一眼一足というからどんな化け物か、しかしあれだけ化け物を見たのだから今更驚くこともないはず。そう構えていた多恵はしかし、化け猫の話からの想像に反して人の身で、大学生という社会的な身分も持つ琴子とその恋人九郎に意表を突かれる。彼女は化け物相手のつもりで手土産を要求していたが、これでは自分が因業ばばあも同然ではないかと赤面する彼女の様子はコミカルで、そういう表情をさせてしまう(させてあげる)ところに多恵と化け猫の帳尻の合致もあるのだろう。
さて、早々に解決させるという琴子は一体何をするつもりなのか。
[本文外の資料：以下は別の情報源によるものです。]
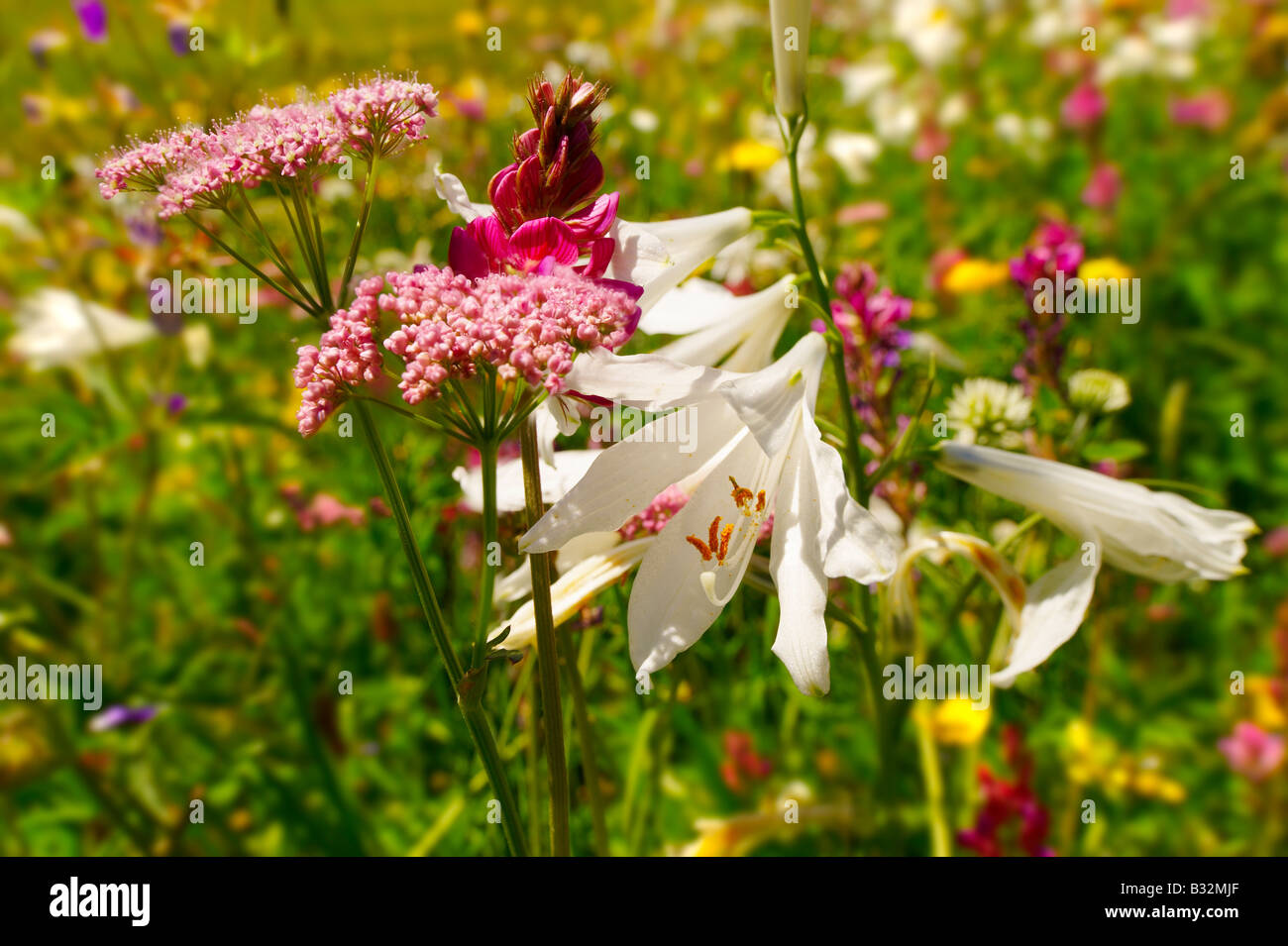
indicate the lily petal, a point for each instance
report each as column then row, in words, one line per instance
column 660, row 255
column 717, row 325
column 648, row 382
column 673, row 601
column 1054, row 610
column 626, row 476
column 797, row 563
column 769, row 400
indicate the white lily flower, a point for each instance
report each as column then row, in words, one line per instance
column 790, row 24
column 1158, row 536
column 719, row 327
column 56, row 327
column 759, row 437
column 660, row 255
column 1042, row 615
column 656, row 257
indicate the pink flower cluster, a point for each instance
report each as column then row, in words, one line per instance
column 384, row 113
column 194, row 168
column 1055, row 249
column 656, row 515
column 871, row 321
column 528, row 327
column 1252, row 752
column 347, row 354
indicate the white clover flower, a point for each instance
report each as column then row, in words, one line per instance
column 1098, row 391
column 984, row 411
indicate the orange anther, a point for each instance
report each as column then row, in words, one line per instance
column 699, row 545
column 724, row 542
column 741, row 494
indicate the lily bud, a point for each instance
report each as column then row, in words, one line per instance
column 790, row 25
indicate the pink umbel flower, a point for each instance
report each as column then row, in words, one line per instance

これには人形をどうにかした更に先のことも含まれているだろうから、劇中で多恵が思うように本来簡単に言えることではない。次回、大言壮語にも思える琴子の言葉の帳尻合わせに注目だ。
 
 

感想

というわけで虚構推理のアニメ2期6話のレビューでした。「帳尻合わせ」がキーワードとして使えそうだと思いつくと、具体例は割とポンポン浮かんできました。私は演出から意図を読み解くのは苦手なので、逆に仮説から当てはめる形でですが演出について想像できたのは楽しかったな。主人公が終盤まで不在のところ、多恵役の宮寺智子さんと化け猫役の杉田智和さんの掛け合いで持たせてしまうのも素敵でした。普段もこんなやりとりしてるんだろうなあ、この一人と一匹。